The new study concludes that Monte Verde was misdated due to soil erosion processes that caused more recent archaeological materials to be deposited in older geological layers. Consequently, the site is now estimated to be between 6,000 and 8,000 years old.

Archaeologists working on the site
The archeologists behind the new study think that Monte Verde was misdated as a result of soil erosion. Photograph: Instituto de Ecología y Biodiversidad (IEB), Pontificia Universidad Católica de Chile.

Implications for Understanding Human Migration

Dr. Claudio Latorre, a paleoecologist at the Universidad Católica’s Biological Sciences Faculty in Santiago, commented on the impact of Monte Verde’s original discovery.

“When it was discovered, Monte Verde turned the entire story of the population of the Americas on its head.
“All of a sudden you had a site in southern Chile that’s 1,500 years older than the oldest sites in North America, and there was this huge gap in our knowledge – the understanding that the population of the Americas would have come from north to south was basically chucked out of the window.”
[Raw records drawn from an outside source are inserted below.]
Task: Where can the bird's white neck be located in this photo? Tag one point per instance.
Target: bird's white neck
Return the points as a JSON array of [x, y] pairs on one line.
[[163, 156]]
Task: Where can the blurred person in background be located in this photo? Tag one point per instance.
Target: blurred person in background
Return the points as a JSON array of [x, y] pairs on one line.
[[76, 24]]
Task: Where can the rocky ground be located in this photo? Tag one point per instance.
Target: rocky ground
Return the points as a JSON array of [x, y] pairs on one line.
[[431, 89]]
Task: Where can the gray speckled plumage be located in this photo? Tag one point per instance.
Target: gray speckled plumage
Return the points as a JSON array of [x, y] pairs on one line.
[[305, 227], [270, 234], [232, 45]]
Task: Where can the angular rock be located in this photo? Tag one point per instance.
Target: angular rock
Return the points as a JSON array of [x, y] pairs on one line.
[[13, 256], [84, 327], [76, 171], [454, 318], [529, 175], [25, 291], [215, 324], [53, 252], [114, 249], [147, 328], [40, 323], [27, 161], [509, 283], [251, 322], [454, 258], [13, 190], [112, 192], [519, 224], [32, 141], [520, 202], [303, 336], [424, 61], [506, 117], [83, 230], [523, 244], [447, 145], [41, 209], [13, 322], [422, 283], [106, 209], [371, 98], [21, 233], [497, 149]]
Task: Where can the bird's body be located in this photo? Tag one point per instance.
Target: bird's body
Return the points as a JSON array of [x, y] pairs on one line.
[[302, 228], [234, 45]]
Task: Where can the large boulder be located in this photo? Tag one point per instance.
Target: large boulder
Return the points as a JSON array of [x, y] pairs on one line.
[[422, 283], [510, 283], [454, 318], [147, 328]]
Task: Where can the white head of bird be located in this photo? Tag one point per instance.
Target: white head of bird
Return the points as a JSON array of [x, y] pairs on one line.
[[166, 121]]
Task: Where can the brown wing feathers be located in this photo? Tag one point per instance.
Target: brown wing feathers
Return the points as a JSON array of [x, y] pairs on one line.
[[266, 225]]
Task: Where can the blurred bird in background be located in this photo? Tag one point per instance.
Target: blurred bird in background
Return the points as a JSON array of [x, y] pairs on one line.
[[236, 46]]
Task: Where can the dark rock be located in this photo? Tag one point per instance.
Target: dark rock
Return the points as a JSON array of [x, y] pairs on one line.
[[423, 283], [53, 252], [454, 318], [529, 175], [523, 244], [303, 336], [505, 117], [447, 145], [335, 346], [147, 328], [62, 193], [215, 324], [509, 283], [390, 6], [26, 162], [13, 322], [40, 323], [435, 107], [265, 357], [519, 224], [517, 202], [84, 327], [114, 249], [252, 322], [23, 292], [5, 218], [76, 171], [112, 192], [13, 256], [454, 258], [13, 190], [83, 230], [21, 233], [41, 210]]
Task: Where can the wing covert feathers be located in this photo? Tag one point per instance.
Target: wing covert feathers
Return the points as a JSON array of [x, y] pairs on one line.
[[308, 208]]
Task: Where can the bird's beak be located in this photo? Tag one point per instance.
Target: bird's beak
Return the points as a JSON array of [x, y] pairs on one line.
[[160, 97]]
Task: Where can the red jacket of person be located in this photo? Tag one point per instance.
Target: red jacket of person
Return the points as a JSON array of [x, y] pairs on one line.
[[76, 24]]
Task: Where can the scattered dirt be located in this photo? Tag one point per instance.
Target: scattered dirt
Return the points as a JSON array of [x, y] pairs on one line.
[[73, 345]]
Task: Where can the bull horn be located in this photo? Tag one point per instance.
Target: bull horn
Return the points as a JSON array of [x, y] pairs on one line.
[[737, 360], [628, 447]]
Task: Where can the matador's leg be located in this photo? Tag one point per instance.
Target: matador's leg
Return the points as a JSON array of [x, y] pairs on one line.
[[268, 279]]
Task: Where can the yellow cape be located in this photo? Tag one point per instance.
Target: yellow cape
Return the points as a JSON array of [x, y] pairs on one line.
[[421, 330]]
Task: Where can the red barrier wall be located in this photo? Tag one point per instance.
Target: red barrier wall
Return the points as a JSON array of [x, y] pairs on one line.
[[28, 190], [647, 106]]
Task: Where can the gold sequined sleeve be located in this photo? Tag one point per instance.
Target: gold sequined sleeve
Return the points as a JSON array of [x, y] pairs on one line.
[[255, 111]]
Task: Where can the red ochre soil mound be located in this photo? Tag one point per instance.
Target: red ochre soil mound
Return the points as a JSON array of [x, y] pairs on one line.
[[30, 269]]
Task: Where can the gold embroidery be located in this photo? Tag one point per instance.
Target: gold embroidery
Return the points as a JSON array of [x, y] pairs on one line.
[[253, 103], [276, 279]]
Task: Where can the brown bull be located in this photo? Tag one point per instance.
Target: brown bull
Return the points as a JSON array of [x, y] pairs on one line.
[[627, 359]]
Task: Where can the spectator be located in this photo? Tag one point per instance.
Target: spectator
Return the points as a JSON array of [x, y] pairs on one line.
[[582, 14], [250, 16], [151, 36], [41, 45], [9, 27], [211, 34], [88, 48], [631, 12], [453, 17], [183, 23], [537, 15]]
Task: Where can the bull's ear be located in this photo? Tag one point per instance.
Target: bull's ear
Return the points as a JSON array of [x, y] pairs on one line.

Monte Verde was initially excavated between 1977 and 1985 by Dillehay and his colleagues, who maintained permits for the site.

Following the expiration of these original permits, Surovell and his team obtained permission to conduct the first independent survey of Monte Verde since the initial excavations. Their findings challenge the previously accepted age of the site, effectively questioning the anomaly that Monte Verde represented.

While other pre-Clovis sites have been discovered and excavated across the Americas—from Mexico to northwest Argentina and Uruguay—none have yet been independently verified.

Surovell emphasized the importance of further examination of these sites to advance understanding of American prehistory.

“I want to have the second set of eyes on these sites, but I don’t want to be the archaeological angel of death,”
“I much prefer to be in the business of knowledge production, which our work at Monte Verde does by erasing this one data point.”